038
倉庫街の一つの倉庫、この倉庫は外観では何か分からない。
だけど鍵のかかっていない倉庫を開けると、そこにはいくつもの鉄の板が置かれていた。
建材だろうか鉄の板が、いくつも床に置かれていた。
この倉庫は、とても暗い。
唯一の明かりは、高い位置にある窓から見える月明かりだけ。
敵の姿は、どこにも見えない。
だけど、私を確実に狙っていたのがわかった。
闇に紛れて、私を一方的に狙撃するアルゴンキン。
彼の弾丸は、間違いなくここから飛んできた。
それでもかなりのスピードで飛んでくるし、見えないところから撃たれたら終わりだ。
「アルゴンキン、ここにいるんだろう?」
倉庫で、私は大声を出した。私の声が、鉄の壁に反響した。
探しながらも、僅かな空気の動き、足音、物音をじっくり聞き分けた。
耳を集中し、周囲の僅かな変化も逃さない。
それをこなせる、別人格の私。
どこかに潜んでいるのは、間違いない。
それでも、私は恐怖を感じない。
(やばいな、アルゴンキン。私を、このまま殺そうとしている。
姿を見せないまま……殺してやろうというのか?いいねぇ)
無理矢理テンションを、私は高ぶらせていく。
私の二重人格、元は一人だ。興奮状態の私が本物だ。
残忍で、命の駆け引きに快楽を覚え、好戦的な人物が私の素。
パパを目の前で殺されて、ママを処刑されて、自分も処刑されそうになってそれでも生き残った。

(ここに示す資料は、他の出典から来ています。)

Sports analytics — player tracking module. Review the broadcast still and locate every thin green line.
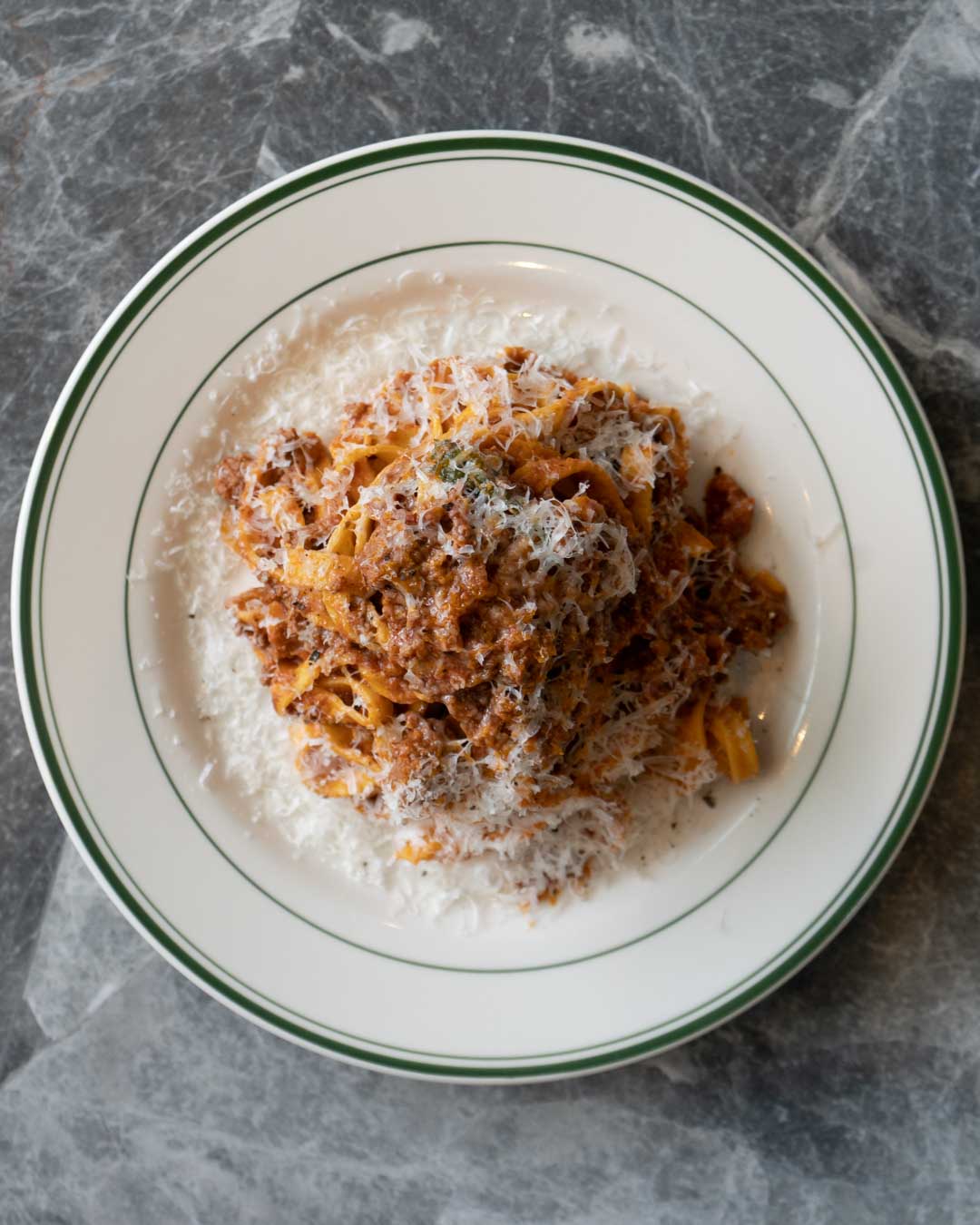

そんな私は、自分の事も傷つけるのが大好きな壊れた少女だった。
それを、相棒のパラライカに矯正されていた。性格の矯正だ。
落ち着いて、感情を出さない。私は、素の自分を隠すもう一つの人格を手に入れた。
命の危険を感じても尚、興奮状態にあった。
私はこんなところで死なない、死ぬわけにはいかない。
持っている鎖を、ダランと垂らした。垂らしてそのまま、前に伸ばした。
(私の鎖は、普通の鎖ではない。それは、この鎖が焔の鎖だからだ)
目をつぶり、周囲に気配を向けた。
僅かな空気の動き、流れ、私は一つだけの違和感を察知した。
違和感があったのは、たくさん置かれた鉄板が積まれた区画だ。
何カ所も、鉄板の積まれた柱があった。
高さは。私の身長よりもかなり高い。
鉄板の柱を見ながら、一カ所で立ち止まった。
(ヤツは、そこだ!)
鎖を投げ込んだ闇の先には、銃弾が飛んできた。
見えた銃弾は三発、撃たれた銃弾が鎖に命中していた。
命中と同時に、鎖の勢いが弱まった。
弱まった鎖は、そのまま私が力で振り戻した。
鉄板の柱の先は行き止まりだ。背後には倉庫の鉄の壁が見えた。
そこに一人の男が、銃を持って立っていた。
黄色の帽子に、黒のジャケット。それから派手な赤い長ズボン。
持っている銃も、赤く大きな拳銃。
間違いない、この銃が『魔銃イフリート』か。
つまり、目の前にいる男はアルゴンキンか。赤い三角頭巾を、口につけていた。
「消えろ!」
銃口を私に向けて、再び銃を放ってきた。パーンと乾いた音が倉庫に響く。
銃弾は、真っ直ぐ私に向かってきた。
私は持っていた太い鎖を、盾代わりにして耐えることにした。
だが、私は素早く飛んでくる銃弾を見て驚いた。
(三発)弾丸が、三発飛んできた。
私は鎖を盾にして、弾丸の防御に専念した。
だけど、私は見落としていたものを見つけた。
「ヒビ……まさか」
鎖に一発弾丸が命中すると、鎖が砕けた。
鎖が砕けて、同時に私の頬を弾丸がかすめた。
「鎖が……」
鎖が壊れた。勢いの強い銃弾が、そのまま私の頬をかすめた。
私の頬には、赤い血が流れた。
二発目の銃弾、三発目の銃弾は、私の体をかろうじて避けて飛んでいた。
「お前……」頬に垂れた血を、舐める私。
私の目の前にいたアルゴンキンは、勝ち誇ったように笑っていた。
「ふふふっ、これで勝ったな。俺の勝ちだ」
勝ち誇ったように、再びイフリートの銃口を私に向けていた。